Dad was the communications officer for the 7th Fleet, aboard the flagship USS *Oklahoma City (CLG-5). I don’t remember where this took place, but an admiral visited the ship with his daughter. (I guess it was a different admiral, otherwise he would have been on this flagship.) The admiral wanted someone to escort his daughter and show her a good time while he took care of official business, so my dad was assigned to the task. He “borrowed” the Captain’s gig and took her water skiing. The admiral was impressed that his daughter was shown such a good time, so he sent a “thank you” note to the Captain. Unfortunately, the Captain was a real “by the book” type, and also a bit of a worrier. After reading the admiral’s missive he got on the PA: “Lieutenant. [L.A.], report to the bridge!” :eek: (Since dad had gotten on the admiral’s good side, he just got a stern warning “There could have been sharks out there!” and an admonition not to do it again.)

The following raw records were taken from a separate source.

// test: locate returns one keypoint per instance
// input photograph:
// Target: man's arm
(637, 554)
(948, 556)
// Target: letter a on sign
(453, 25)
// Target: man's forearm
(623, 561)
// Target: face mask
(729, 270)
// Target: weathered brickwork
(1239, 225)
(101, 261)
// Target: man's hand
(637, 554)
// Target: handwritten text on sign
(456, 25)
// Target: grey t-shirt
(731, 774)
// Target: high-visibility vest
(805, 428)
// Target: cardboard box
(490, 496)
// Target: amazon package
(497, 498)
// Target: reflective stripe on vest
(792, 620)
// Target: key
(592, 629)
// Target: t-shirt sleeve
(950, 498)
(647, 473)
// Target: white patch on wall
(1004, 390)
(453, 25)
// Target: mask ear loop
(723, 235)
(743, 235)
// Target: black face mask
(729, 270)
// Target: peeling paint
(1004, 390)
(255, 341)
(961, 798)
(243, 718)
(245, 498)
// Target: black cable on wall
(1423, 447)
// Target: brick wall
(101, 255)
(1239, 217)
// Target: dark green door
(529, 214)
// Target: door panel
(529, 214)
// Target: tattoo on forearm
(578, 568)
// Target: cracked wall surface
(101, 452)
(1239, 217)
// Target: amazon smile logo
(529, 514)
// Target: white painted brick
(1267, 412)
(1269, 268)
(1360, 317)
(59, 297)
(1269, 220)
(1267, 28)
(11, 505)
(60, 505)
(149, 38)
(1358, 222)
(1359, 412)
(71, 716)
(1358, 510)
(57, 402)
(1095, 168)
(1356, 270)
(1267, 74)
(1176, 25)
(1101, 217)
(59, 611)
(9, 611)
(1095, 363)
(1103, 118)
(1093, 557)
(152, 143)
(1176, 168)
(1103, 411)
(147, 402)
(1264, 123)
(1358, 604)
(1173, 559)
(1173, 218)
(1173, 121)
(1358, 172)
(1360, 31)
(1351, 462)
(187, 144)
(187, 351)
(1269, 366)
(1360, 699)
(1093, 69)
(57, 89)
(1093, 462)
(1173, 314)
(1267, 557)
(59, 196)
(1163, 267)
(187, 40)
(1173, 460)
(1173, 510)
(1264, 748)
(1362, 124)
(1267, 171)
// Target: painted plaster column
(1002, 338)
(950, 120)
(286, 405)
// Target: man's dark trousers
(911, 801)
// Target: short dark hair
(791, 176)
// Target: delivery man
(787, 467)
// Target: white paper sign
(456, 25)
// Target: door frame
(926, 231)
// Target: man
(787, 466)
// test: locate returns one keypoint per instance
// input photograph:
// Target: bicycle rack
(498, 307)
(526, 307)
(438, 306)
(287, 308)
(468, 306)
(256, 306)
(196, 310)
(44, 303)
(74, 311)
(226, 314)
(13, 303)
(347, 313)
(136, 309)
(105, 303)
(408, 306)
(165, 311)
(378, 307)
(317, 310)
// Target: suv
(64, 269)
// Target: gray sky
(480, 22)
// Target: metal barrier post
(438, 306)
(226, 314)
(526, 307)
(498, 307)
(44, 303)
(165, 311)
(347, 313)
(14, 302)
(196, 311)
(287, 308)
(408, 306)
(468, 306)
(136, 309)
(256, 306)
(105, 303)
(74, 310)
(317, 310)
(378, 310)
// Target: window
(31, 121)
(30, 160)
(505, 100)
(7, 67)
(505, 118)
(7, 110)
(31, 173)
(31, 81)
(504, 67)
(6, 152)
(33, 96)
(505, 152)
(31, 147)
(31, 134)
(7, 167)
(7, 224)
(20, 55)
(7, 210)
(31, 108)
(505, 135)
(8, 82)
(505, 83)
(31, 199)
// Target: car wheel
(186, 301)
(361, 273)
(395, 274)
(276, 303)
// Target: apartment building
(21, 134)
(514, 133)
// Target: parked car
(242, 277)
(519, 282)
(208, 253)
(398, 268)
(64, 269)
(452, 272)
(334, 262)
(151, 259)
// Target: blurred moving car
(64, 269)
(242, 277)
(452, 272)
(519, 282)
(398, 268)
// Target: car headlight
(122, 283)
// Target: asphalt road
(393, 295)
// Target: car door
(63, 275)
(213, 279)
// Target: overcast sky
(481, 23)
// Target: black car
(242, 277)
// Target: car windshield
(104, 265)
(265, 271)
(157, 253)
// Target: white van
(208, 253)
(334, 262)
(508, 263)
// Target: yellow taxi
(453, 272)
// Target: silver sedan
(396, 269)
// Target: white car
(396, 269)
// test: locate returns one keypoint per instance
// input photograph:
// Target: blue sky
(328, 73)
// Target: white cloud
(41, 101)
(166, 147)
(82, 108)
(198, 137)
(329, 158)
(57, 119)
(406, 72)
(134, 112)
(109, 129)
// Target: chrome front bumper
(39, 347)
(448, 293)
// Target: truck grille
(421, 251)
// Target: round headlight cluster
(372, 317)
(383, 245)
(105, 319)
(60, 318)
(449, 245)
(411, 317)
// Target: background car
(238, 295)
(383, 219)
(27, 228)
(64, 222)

On a more serious note, dad was Combat Aircrew in Korea on an AD-5 Skyraider AEW aircraft. The AEW aircraft were the last to land, and the aircraft before them crashed on the deck (USS Pilippine Sea, CV-47). They had to divert to the Korean mainland. They ran out of fuel on roll-out. Since they were in a fully enclosed aircraft and were not expected to shoot anything, Dad, the pilot, and the other guy were only wearing summer-weight flightsuits. When the engine quit, they lost their heater. In the Korean winter. The base was in the process of bugging out, so there was just a skeleton crew there. The aircraft had to be refuelled out of 55 gallon drums with hand pumps. The coffee must have been two days old, but it was hot. Dad said, “It was the worst cup of coffee I ever had. And the best.” After gassing up, they flew to Kimpo. I have a photo of dad and the other guys wearing fuzzy hats. The caption reads “Kimpo Detachment”. 
Thanks for the story, David Simmons. The situation sounds like a real pisser!